Monday, January 20, 2020

'Boisterous or Arrogant Language, Boastful Assertion'

Occasionally I discover a new word precisely when I need it most and no other is quite appropriate. Take fanfaronade. Jonathan Swift was a prolific writer and though much of his work is judged minor, in my experience everything I have ever read by him was worth reading at least once, if only for the quality of the prose. About how many writers can we say that? In 1713, Swift published a preface to the third volume of Gilbert Burnet’s The History of the Reformation of the Church of England in which he writes:

“I was debating with myself, whether this hint of producing a small pamphlet to give notice of a large folio, was not borrowed from the ceremonial in Spanish romances, where a dwarf is sent out upon the battlements, to signify to all passengers what a mighty giant there is in the castle; or whether the bishop copied this proceeding from the fanfaronade of monsieur Boufflers, when the earl of Portland and that general had an interview.”

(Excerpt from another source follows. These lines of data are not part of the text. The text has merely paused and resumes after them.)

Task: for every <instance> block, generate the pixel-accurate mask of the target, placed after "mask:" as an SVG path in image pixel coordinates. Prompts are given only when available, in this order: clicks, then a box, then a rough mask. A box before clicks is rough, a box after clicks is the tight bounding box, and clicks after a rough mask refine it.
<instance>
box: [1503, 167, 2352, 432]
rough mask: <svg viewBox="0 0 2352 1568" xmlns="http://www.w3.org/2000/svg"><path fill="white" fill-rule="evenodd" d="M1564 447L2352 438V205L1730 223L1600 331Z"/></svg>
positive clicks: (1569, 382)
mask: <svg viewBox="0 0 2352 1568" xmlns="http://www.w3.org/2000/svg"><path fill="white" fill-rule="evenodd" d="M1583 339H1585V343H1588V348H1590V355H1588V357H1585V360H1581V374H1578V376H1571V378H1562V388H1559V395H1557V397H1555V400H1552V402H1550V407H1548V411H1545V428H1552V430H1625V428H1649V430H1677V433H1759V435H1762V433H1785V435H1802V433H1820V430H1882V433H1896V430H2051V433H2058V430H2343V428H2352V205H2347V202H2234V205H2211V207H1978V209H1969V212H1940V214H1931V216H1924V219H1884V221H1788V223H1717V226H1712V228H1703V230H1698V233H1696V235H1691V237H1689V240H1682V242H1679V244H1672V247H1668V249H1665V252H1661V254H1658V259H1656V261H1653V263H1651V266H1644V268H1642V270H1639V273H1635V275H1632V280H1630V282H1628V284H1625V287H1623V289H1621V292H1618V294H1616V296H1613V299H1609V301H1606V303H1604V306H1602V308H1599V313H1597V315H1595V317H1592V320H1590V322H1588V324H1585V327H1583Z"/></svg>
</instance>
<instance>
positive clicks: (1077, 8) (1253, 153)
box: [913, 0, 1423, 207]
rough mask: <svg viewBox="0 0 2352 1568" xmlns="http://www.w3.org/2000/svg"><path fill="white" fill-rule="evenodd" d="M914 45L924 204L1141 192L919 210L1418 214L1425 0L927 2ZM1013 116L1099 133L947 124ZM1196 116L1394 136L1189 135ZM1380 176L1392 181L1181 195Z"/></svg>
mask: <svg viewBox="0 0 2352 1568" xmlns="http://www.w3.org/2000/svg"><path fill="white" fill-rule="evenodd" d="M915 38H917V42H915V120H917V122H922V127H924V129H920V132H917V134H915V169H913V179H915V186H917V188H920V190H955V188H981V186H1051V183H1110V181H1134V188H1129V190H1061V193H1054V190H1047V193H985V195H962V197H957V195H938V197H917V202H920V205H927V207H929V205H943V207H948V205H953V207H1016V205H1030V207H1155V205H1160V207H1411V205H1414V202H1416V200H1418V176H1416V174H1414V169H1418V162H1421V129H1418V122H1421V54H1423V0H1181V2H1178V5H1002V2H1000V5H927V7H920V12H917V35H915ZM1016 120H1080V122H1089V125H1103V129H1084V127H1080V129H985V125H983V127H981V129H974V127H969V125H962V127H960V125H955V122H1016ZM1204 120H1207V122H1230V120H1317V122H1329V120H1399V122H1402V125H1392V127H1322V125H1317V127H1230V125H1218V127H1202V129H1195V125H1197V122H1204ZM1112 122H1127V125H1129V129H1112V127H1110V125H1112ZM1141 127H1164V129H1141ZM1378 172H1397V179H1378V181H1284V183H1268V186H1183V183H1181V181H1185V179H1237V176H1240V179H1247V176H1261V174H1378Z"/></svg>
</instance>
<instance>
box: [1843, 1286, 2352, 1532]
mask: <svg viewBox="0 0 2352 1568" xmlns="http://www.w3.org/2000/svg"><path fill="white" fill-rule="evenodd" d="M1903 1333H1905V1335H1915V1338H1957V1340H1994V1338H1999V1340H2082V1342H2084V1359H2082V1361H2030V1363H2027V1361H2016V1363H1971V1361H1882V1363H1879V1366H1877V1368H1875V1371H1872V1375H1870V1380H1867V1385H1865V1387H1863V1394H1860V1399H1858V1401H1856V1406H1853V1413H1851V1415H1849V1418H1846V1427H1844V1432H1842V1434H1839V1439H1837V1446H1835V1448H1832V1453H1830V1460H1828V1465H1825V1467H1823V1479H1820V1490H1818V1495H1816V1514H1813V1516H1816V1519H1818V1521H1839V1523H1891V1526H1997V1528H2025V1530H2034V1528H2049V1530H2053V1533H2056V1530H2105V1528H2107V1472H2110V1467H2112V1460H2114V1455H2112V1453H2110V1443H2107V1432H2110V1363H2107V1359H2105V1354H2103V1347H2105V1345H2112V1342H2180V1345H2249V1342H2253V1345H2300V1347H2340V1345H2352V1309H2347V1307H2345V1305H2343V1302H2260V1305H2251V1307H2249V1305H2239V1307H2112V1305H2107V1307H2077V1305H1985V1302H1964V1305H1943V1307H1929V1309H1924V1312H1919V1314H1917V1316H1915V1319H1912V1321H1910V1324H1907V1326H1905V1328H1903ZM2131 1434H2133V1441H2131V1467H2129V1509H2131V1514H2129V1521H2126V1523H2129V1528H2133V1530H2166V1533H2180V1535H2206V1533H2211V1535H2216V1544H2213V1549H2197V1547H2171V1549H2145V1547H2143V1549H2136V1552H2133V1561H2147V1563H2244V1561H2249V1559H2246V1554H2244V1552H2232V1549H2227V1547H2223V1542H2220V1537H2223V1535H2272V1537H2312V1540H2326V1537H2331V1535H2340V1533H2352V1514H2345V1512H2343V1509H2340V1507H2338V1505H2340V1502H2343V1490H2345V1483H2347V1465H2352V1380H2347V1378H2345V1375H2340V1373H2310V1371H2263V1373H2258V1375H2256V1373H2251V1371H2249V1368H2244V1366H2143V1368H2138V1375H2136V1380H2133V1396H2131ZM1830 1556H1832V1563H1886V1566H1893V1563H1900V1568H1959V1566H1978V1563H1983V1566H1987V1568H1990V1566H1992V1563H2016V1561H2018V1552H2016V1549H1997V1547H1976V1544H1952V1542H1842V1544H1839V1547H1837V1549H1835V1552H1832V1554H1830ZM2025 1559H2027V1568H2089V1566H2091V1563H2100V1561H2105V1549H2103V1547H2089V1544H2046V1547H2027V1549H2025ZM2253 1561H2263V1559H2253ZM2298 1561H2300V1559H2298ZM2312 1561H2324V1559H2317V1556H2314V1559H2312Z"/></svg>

Thirteen years later Swift would memorably return to the theme of dwarfs and giants. The mention of Louis François de Boufflers, Duke of Boufflers, and Hans William Bentinck, 1st Earl of Portland, refers to a 1695 incident during the Siege of Namur in the Nine Years’ War. Fanfaronade, appropriately, is French in origin. The OED defines it as “boisterous or arrogant language, boastful assertion, brag; ostentation.” What word could be more applicable to public life today? The Dictionary also refers to a rare use of the word as a verb: “to bluster, swagger.” I’m reminded of an observation a newspaper colleague once made about an editor much given to fanfaronade: “He’s the first guy I’ve ever known who could swagger while sitting down.”